DR FABIENNE REGARD

 

MON IMPLICATION DANS LE COURS

 

Je suis devenue l’assistante de Lucienne Skopek et à ce titre, j’ai eu l’immense chance de l’accompagner dans tous ses séminaires et ses vols de fin de stage. Petit à petit, ma peur a complètement disparu et s’est transformée en plaisir. Chaque vol me permit de mesurer mes progrès et d’apprécier la liberté gagnée.

 

Après cette formation pratique, je me suis formée sur un plan plus théorique, ce qui ne fut pas trop difficile car mon doctorat portait sur la mémoire collective de personnes menacées d’extermination et donc dans ce cadre, j’avais déjà eu recours à des notions de psychologie (mémoires traumatiques).

 

A partir de 1995, j’ai commencé à animer ce séminaire à ma façon, en créant une « Association des Anciens ». J’avais remarqué à quel point le fait d’avoir pu accompagner chacun de ces vols de fin de stage, en tant qu’assistante m’avait permis de m’en sortir à long terme.

 

En 1997, il y eut 29 participants. En 1998, 56 participants. En 1999, 67 participants. En 2000, il y eut 83 participants et cela ne cesse de croître depuis et nous devons aujourd’hui reporter les inscriptions aux cours qui affichent tous « complet » parfois des mois à l’avance. Actuellement, nous aidons environ 200 personnes par an…

 

Ce stage a changé ma vie et c’est devenu le but principal de celle-ci : travailler sur la liberté, continuer à progresser, et aider les Autres à profiter de la même dynamique.

 

MON EXPERIENCE D'AEROPHOBE

J’ai suivi le séminaire en 1992. Alors que j’étais en train d’achever mes études de doctorat en sciences politiques à Genève, j’ai découvert que je ne pouvais pas continuer à m’engager dans la voie d’une carrière diplomatique puisque j’étais absolument incapable de prendre l’avion.

 

Lorsque j’avais effectué mon premier vol, j’ai vécu une telle crise de panique que j’ai commencé à ressentir des vertiges et des sensations d’étouffement et de mort imminente. Ce mal être avait duré presque quatre heures.

 

Malheureusement, il fallait rentrer. et immédiatement, la peur anticipatoire du retour m’a saisie. Impossible de penser au retour sans trembler, sans commencer à ressentir ces angoisses. Ce retour, je ne l’ai pas fait une fois, mais des centaines de fois, jour et nuit pendant les quelques semaines où je suis restée sur place.

 

Au retour, je me suis précipitée chez différents médecins et spécialistes qui m’ont assurée qu’ils ne décelaient aucun problème physiologique. Peu à peu, j’ai dû accepter que j’étais aérophobe.

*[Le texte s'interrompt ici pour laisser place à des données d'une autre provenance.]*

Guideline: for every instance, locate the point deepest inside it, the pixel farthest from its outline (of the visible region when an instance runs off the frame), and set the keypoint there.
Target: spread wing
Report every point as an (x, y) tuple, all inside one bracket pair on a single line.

Refusant cette réalité, j’ai retenté un vol pour la même destination. Même punition. Même délire. Et la fin d’un rêve car cela signifiait pour moi la fin de mes ambitions professionnelles dans le domaine de la diplomatie.

FINALITES

 

Ce stage vise à donner la possibilité aux femmes et aux hommes qui ne se sentent pas à l’aise en avion de suivre un stage de désensibilisation à la peur de décoller, de voler et d’atterrir.

 

Il concerne donc les 30 % environ de passagers qui essaient d’éviter de prendre l’avion lorsqu’ils ont le choix ainsi que ceux qui ont définitivement renoncé à utiliser ce moyen de transport. Nous n’avons pas de statistiques concernant cette catégorie mais on estime à plus de 50 %, la proportion de la population qui ne serait pas à l’aise en avion.

 

Aux Etats-Unis, une enquête du MIT chiffrait à 6 millions le nombre de vols d’affaires annulés à cause de la peur en 1986. Reconnaître et accepter qu’on a peur en avion est la première étape à franchir. S’inscrire à un stage qui risque de changer notre vie est la deuxième …

 

Même si la peur de l’avion est majoritairement masculine dans la population globale (par exemple, des hommes d’affaires perfectionnistes qui ont de la peine à déléguer et à faire confiance aux autres), les femmes participent volontiers à ces séminaires.